Opinion: Missile strike in Syria was in our national security interests
EDITOR'S NOTE: Boris Epshteyn formerly served as a Senior Advisor to the Trump Campaign and served in the White House as Special Assistant to The President and Assistant Communications Director for Surrogate Operations.
WASHINGTON (Sinclair Broadcast Group) - The missile strikes against Syria last week were precise and targeted the Syrian chemical weapons program. The United Kingdom and France participated in the strikes. Israel supported the move.
You may be wondering why the U.S. is getting involved in Syria.
After all, there is also a brutal civil war in southern Sudan. There is a genocide of Rohingya Muslims in Myanmar.
The United States cannot be involved in every conflict or humanitarian crisis in the world.

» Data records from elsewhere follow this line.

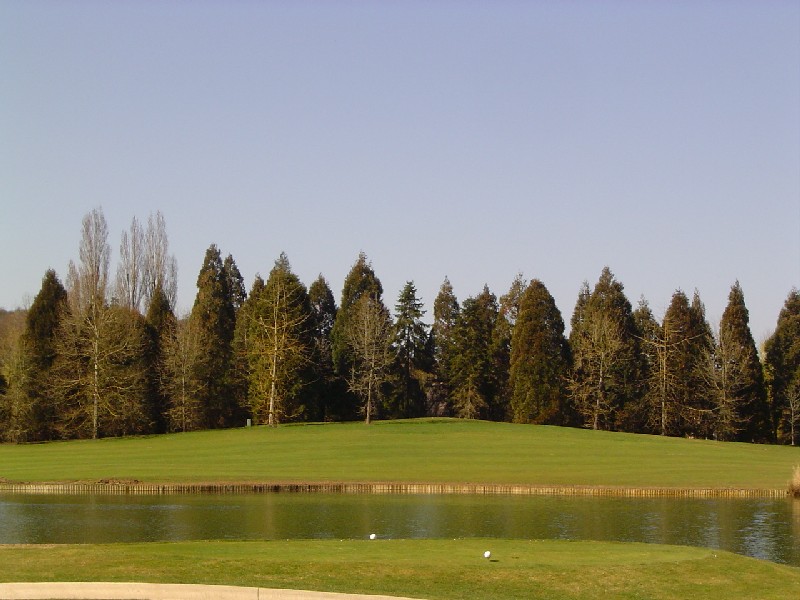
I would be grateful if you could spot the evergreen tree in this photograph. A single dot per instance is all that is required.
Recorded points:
(240, 372)
(740, 402)
(700, 343)
(508, 311)
(180, 384)
(607, 357)
(237, 293)
(16, 375)
(782, 369)
(369, 339)
(361, 281)
(539, 359)
(326, 388)
(445, 317)
(649, 331)
(160, 320)
(675, 393)
(412, 361)
(213, 315)
(39, 338)
(473, 379)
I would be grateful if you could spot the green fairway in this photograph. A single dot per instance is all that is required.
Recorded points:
(430, 569)
(408, 451)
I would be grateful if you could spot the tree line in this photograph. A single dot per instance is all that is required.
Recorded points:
(99, 357)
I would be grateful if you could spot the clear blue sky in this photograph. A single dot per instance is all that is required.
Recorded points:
(468, 139)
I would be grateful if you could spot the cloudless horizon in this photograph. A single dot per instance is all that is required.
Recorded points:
(473, 140)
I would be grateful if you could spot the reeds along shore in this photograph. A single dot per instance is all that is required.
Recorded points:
(122, 487)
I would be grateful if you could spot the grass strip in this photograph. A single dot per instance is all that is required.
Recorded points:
(433, 569)
(439, 450)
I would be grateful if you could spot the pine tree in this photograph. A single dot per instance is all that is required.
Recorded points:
(508, 310)
(782, 369)
(280, 347)
(179, 381)
(213, 315)
(360, 282)
(412, 362)
(473, 380)
(16, 376)
(41, 327)
(445, 317)
(675, 393)
(369, 338)
(539, 359)
(326, 388)
(740, 399)
(646, 419)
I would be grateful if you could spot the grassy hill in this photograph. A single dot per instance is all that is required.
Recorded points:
(439, 450)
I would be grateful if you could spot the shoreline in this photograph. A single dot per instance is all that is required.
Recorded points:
(132, 487)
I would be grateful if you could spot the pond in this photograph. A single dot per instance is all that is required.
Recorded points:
(761, 528)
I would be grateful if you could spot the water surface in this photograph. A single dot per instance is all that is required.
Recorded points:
(761, 528)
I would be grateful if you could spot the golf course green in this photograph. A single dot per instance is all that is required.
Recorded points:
(440, 450)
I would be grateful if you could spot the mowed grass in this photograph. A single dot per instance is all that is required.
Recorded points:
(433, 569)
(440, 450)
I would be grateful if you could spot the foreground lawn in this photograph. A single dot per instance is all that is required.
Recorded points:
(430, 569)
(417, 451)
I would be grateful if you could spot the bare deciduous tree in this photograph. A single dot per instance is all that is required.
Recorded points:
(278, 346)
(160, 267)
(368, 337)
(130, 270)
(725, 375)
(99, 373)
(600, 349)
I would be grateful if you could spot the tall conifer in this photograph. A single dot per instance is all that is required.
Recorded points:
(41, 329)
(782, 368)
(539, 359)
(213, 315)
(736, 348)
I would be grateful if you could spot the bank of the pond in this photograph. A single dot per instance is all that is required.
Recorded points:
(133, 488)
(469, 455)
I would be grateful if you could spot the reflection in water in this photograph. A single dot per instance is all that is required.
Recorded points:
(768, 529)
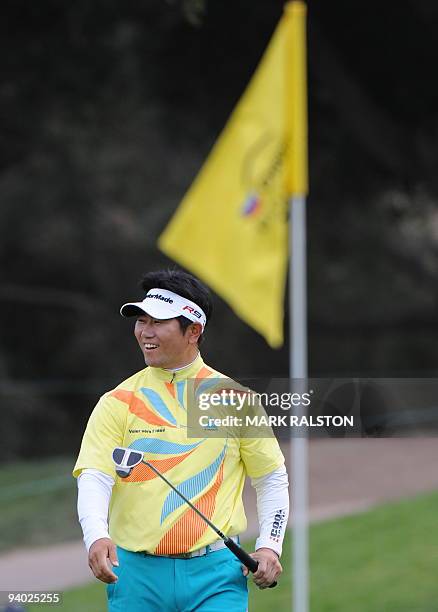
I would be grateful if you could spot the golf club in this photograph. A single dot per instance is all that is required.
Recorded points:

That is the job of the United Nations - no matter how bad the UN actually is at dealing with conflicts around the world.
Here is why America took limited military action in Syria after Syrian President Bashar al-Assad reportedly gassed his own people.
First, the United States and our allies enforced the spirit of international law which strongly prohibits chemical warfare.
Second, Syria is strategically located in the volatile Middle East right next to our key ally Israel.
Third, Iran and Russia are backing Syrian President Assad. Both Iran and Russia are trying to establish larger spheres of influence in the Middle East. That influence would act as a counter to American power and could threaten our and Israel’s security.
Here is the bottom line: by striking Syrian chemical weapons facilities the U.S. is punishing Assad and also giving a brushback to Iran and Russia. America cannot get involved in a full-scale war in Syria but we also cannot sit back and allow for our adversaries to fill a leadership void in Syria.